Closed andreanuzzo closed 3 years ago
Hi Andrea,
Thank you for your question.
I assume you refer to the metadata variable mentioned in the snippet below, which is provided for the annotation argument when creating a new ESObject
.
import numpy as np
import pandas as pd
import cellex
data = pd.read_csv("./data.csv", index_col=0)
metadata = pd.read_csv("./metadata.csv", index_col=0) # this variable
eso = cellex.ESObject(data=data, annotation=metadata, verbose=True)
eso.compute(verbose=True)
eso.results["esmu"].to_csv("mydataset.esmu.csv.gz")
The metadata is essentially a map from cell-id to: a condition, a cell-type or cluster-id or other grouping that the user has defined.
cell_id | cell_type |
---|---|
cell_1 | type_A |
... | ... |
cell_9 | type_C |
The metadata is, as you say, used to compute ESµ. To be specific, the metadata is used to group single cells and compute summary statistics for the group, which are then used by the various Expression Specificity metrics (or differential expression metrics) to calculate expression specificity for each gene in the group. The different ES metrics are later summarized in the ESµ metric.
I hope that answered your question. Let me know if there's anything I can clarify.
Best, Tobi
Closing as question has been answered.
If you feel this is not the case, feel free to re-open.
Hi Tobias,
No, I wasn't referring to that, but to the metadata_class
variable which is described in the tutorial, i.e cell 5 here
with loompy.connect(pathData) as ds:
rows = (ds.row_attrs["Gene"])
cols = (ds.col_attrs[nameId])
#our data
data = pd.DataFrame(ds[:, :], index=rows, columns=cols)

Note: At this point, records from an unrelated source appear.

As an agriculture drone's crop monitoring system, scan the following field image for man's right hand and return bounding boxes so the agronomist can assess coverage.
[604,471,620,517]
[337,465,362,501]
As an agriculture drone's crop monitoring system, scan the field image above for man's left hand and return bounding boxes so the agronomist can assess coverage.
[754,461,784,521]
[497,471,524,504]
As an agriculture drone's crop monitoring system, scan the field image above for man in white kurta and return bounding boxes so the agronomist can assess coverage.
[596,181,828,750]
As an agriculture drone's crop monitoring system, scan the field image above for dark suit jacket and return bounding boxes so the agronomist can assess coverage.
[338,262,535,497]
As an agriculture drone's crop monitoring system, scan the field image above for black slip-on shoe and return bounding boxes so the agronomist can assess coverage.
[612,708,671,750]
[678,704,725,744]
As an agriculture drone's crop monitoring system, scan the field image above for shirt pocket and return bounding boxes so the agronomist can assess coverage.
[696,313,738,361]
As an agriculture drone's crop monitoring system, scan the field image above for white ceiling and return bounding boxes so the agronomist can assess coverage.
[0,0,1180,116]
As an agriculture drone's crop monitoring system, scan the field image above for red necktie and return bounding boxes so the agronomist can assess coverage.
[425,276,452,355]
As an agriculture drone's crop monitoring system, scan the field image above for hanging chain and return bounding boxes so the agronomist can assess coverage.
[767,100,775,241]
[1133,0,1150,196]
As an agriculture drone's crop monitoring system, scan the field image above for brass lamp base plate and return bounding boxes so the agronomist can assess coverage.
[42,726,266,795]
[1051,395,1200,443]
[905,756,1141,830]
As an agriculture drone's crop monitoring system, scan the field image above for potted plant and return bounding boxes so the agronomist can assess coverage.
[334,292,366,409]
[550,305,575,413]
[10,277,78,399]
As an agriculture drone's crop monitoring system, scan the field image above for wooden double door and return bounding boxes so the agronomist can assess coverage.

# the type-annotation for individual cells
metadata = pd.DataFrame(data={"cell_type" : ds.col_attrs[nameAnno]}, index=ds.col_attrs[nameId])
metadata_class = pd.DataFrame(data={"cell_class" : ds.col_attrs[nameClass]}, index=ds.col_attrs[nameAnno])
That variable is assigned but not used anywhere. Does it mean CELLEX is able to determine ESµ specificities for other grouping, i.e. disease-related ESµ for each cell line?
Hi Andrea,
Thanks for clarifying! I am not entirely familiar with this notebook, as it was developed by a MSc student in Pers Lab.
I agree that it appears this variable metadata_class
is not used anywhere. My guess is that this MSc student used it instead of metadata
for another kind of analysis.
Does it mean CELLEX is able to determine ESµ specificities for other grouping, i.e. disease-related ESµ for each cell line?
Yes - you can specify any grouping you like that you are interested in investigating!
Thanks Tobias!
I assume that in order to do this type of grouping I have to make specific dummy variables (i.e. concatenating cell names and disease status, like B_cell_healthy, B_cell_diseased, Plasma_healthy...
) since it doesn't seem to me that the eso.compute()
function can accept a list of metadata columns, am I correct?
Yes, this is correct and sounds like a good approach.
Then you should get:
cell_id | cell_type |
---|---|
cell_1 | B_cell_healthy |
... | ... |
cell_3 | B_cell_diseased |
... | ... |
cell_9 | Plasma_healthy |
Hi,
quick question: what is the purpose of the metadata_class use in the vignette? I assume it's needed to compute ESµ between conditions? It is not specified anywhere, not in the documentation or in the publication itself or in the longer CELLECT tutorial.